De acordo com o decreto assinado por Javier Milei, o total de militares brasileiros autorizados a entrar em águas argentinas para o exercício “Fraterno” é de 450 militares, somando os efetivos de quatro embarcações:
- Fragata Tamandaré: 135 militares
- Fragata Niterói: 200 militares
- Navio de socorro Guillobel: 80 tripulantes
- Submarino Riachuelo: 35 militares
Manutenção do exercício
O decreto assinado por Milei justifica a manutenção do exercício ao afirmar que a ausência do Brasil afetaria significativamente o treinamento naval em operações combinadas, especialmente em atividades de elevada complexidade tática.

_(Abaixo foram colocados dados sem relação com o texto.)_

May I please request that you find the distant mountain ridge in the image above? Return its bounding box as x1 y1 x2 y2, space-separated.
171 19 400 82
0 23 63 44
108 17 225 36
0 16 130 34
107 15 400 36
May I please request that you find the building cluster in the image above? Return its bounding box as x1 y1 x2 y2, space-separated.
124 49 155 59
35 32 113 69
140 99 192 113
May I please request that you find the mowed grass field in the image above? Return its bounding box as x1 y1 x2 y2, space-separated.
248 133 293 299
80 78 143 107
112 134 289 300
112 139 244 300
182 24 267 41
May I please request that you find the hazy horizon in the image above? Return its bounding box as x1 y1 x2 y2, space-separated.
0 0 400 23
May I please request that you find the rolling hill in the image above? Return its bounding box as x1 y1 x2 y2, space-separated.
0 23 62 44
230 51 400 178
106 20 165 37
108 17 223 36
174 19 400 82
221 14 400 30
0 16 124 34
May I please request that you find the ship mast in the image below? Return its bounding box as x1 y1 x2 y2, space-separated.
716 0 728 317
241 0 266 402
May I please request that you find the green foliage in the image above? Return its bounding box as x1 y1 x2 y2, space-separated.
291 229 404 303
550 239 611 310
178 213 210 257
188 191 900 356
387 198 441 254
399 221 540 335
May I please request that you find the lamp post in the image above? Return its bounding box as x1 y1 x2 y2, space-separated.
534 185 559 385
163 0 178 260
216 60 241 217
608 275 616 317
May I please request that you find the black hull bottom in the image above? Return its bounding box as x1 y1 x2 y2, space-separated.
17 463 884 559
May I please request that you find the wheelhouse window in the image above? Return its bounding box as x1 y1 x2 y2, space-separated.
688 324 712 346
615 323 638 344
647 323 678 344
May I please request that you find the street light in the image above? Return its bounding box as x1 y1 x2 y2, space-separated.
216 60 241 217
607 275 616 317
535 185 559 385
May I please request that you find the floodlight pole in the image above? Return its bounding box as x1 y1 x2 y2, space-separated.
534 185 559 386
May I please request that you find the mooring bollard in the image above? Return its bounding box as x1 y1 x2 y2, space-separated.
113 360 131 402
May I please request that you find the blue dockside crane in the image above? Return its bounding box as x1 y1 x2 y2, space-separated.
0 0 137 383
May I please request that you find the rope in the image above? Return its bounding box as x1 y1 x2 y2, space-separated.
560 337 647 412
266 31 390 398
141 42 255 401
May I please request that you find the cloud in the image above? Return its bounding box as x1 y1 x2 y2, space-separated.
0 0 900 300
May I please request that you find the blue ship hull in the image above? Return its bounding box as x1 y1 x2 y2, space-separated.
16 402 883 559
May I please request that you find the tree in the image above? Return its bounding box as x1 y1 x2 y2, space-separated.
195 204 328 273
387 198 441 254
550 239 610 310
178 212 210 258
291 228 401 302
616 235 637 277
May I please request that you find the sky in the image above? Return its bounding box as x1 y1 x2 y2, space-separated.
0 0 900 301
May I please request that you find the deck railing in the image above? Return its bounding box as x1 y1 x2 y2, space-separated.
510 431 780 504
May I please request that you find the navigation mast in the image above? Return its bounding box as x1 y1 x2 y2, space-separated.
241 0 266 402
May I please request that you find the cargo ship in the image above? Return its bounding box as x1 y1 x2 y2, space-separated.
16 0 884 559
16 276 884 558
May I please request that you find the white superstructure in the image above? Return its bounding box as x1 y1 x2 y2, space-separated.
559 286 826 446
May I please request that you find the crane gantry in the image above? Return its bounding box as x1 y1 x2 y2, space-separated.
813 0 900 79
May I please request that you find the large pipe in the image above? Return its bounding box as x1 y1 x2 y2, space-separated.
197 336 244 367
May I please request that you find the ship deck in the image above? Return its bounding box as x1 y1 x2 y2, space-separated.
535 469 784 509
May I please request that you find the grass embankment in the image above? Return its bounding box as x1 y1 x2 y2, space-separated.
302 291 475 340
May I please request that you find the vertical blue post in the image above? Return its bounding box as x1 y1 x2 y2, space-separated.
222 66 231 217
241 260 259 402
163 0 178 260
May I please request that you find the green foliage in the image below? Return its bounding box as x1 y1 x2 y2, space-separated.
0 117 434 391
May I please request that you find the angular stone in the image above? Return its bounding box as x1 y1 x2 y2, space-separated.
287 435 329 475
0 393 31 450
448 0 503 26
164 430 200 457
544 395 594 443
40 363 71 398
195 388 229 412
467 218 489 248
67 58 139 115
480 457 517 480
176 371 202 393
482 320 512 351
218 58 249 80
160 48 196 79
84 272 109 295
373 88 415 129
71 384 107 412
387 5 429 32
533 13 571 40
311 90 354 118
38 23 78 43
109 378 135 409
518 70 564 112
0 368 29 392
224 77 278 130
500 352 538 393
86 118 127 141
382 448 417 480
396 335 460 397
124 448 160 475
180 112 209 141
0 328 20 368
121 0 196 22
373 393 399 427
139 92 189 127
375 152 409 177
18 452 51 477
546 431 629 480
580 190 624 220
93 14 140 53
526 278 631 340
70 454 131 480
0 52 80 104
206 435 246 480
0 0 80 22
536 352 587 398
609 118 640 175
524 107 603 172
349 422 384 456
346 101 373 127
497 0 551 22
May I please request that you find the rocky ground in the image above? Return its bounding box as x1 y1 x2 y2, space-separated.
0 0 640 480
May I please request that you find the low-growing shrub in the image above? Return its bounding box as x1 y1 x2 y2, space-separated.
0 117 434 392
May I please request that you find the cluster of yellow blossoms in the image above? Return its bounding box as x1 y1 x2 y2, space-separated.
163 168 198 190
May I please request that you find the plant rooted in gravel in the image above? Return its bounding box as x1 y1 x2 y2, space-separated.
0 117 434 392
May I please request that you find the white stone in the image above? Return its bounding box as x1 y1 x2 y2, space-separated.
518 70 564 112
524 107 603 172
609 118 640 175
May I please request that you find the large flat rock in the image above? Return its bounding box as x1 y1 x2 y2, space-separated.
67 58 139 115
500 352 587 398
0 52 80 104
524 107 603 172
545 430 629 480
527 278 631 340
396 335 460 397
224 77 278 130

A decisão ocorre apenas dois dias após o governo brasileiro anunciar o rebaixamento do nível diplomático com a Argentina para encarregado de negócios, medida que impede o retorno do embaixador Julio Bitelli a Buenos Aires e determina a volta do embaixador argentino Daniel Raimondi a seu país.
O gesto de Milei ao autorizar a operação militar contrasta com o tom das declarações que geraram a crise diplomática. O governo brasileiro adotou a retaliação após o presidente argentino proferir novos insultos ao presidente Lula e ao ministro Alexandre de Moraes durante a Convenção Nacional do Partido Liberal, no fim de julho, mesmo depois de Bitelli ter sido convocado para consultas e Raimondi chamado ao Itamaraty para prestar esclarecimentos.